Need an outside opinion
So, I have known this girl for about 2 years now. We have clicked from the start and ALWAYS ended up making out when we saw each other (even if just at parties or get-togethers of mutual friends). She would always randomly text me every so often saying she missed me, so send pictures of us together saying we make a cute couple.
I would end up asking her to get together a time or two during our two-day to week long conversations and nothing would come of it. That is all the background.
Recently we started hanging out and spending time together. It was great for both of us, and I told her that I had some baggage and we talked about it. I just wanted to let her know up front.
I quit talking to her for a while, and she mentioned that she thought I dropped her and she did something wrong. I told her she didn't, I was just scared of my feelings for her, and she said she felt the same way blah blah.

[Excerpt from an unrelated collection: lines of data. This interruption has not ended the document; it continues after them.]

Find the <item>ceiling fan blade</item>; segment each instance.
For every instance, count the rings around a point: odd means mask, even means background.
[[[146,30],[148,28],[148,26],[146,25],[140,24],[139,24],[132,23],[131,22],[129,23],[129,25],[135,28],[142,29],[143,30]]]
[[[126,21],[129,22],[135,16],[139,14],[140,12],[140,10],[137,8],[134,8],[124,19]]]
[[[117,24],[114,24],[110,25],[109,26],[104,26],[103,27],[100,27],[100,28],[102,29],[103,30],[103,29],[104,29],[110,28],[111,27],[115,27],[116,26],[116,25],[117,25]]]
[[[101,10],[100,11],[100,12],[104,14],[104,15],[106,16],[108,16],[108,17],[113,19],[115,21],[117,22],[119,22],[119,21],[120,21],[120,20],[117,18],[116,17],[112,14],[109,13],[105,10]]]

Then she did the same thing to me and ended up messaging me today saying she missed me, we talked, she complained about her friends not hanging out with her for a long time, and of course I told her that she was special and tried to cheer her up and saw it going no where. I talked a bit and told her "it sucks our lives are so far apart, but what can we do" and she agreed. Then I said it was no big deal, we could still be friends and chat from time to time.
She said she didn't like that, and she loved spending time with me, so I told her I was getting off work early and was available tonight. I was originally planning on going out but hell, I hadn't made the plans yet. She said that if plans didn't work out with her friends we could. I told her that we would just hang out some other time. What I didn't flat out tell her is that I'm not okay being a back-up plan or someone just to cheer you up when you feel like shit.
We talked some more, and I ended up telling her that there is a place for her in my life. She seemed both surprised and happy to hear that. Then I also told her that we could quit being scared and move on, or not and move on. She said "hopefully I can see you tonight." I told her that I'm sorry, I can't make it because by then I already had other plans (I started making plans as soon as I told her some other time and had friends getting ready by then).
She got kinda pissy and I ended the conversation to go get ready.
I guess I half just needed to vent, but the other half is open to some opinions. She is pretty indecisive, and though I know she really cares about me (she has told me she loves me several times in person), she is kind of a mess. I care about her too, but I'm ready to just walk away from this roller coaster. As a side note I did go out and have a good time.